Dzisiaj przychodzę z dość nietypowym, jak na ten blog postem - recenzją. Chcę napisać kilka słów na temat szczotki, która ostatnio zrobiła furorę w świecie właścicieli zwierząt tj psy, koty, króliki, konie, fretki i wszelkich innych futerkowych pupilów.
Posiadam psa dużego. Wielka i chodząca włóczka bym rzekła. Fani robótek ręcznych pewnie przerobiliby go na wełnę. Co za tym idzie - mój kochany piesek pozostawia MASĘ, serio, masę podszerstka. Co śmieszniejsze jego sierść nie jest taką zwykłą sierścią, jest sierścią "baranią", skubany ma loczki i ma sierść uznawaną za szorstką.
Przy wyborze szczotki kierowałam się sugestią admina fanpage tejże firmy, więc w nadziei, że pozbędę się większej ilości sierści z dywanu - zamówiłam urządzenie do sierści szorstkiej.
Gdy szczotka przyszła pocztą, w zwykłym, niczym nie zabezpieczonym (choćby folią bąbelkową) liście (!!) zdziwiłam się budową owego genialnego urządzenia, za które zapłaciłam 29.99zł (po promocji) + kw.

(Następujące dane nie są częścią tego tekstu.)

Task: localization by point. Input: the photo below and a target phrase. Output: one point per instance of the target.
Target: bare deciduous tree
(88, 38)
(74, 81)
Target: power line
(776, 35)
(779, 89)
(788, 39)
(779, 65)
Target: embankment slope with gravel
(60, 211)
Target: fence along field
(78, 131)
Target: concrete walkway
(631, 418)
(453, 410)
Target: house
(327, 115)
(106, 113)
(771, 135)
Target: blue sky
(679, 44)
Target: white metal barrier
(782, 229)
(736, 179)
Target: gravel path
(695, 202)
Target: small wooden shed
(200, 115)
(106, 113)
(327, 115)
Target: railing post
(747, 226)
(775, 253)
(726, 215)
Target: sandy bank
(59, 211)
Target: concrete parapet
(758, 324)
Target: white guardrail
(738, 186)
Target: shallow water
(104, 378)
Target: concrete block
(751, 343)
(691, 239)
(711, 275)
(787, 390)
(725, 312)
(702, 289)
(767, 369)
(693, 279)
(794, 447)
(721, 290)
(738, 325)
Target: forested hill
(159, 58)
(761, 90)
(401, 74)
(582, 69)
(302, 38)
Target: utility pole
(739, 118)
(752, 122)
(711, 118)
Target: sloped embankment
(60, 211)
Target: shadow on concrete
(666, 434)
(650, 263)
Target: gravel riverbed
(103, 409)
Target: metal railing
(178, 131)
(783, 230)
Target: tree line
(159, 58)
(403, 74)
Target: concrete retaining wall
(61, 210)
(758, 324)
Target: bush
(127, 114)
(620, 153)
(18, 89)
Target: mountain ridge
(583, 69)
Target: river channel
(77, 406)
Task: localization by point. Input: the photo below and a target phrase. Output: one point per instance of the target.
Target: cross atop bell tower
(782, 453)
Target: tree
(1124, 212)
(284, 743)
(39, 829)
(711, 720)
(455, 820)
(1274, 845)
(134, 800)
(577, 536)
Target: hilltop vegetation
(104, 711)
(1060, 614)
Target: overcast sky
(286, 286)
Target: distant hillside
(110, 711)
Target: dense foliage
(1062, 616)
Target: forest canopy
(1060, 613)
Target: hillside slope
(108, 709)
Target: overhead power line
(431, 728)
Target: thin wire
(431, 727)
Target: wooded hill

Kawałek drzewa z brzeszczotem - pomyślałam.
Natychmiast zaczęłam testy. Z uśmiechem na ustach, poprzedzona zachęcającymi filmikami i opiniami na fanpage zaczęłam czesać moją psinkę.
Niestety się zawiodłam.
Genialna szczotka, która miała pozbawić mnie problemu wszechobecnej sierści okazała się być po prostu zwykłym kawałkiem drzewa z brzeszczotem jak zakładałam na początku. Efekt mizerny, a i sierść latała w każdą stronę podczas czesania. Ani to miłe, ani bezproblemowe. Szczotka, którą miałam dotychczas zbiera więcej podszerstka, nie rzuca sierści na podłogę i znacznie bardziej podoba się mojemu psu.
Z tego co zdążyłam zauważyć EzzyGroom dla miękkiej sierści to kawałek drzewa z gumą.
Niestety ale ten produkt nie sprostał moim wymaganiom, mój mąż ma również takie samo zdanie na ten temat.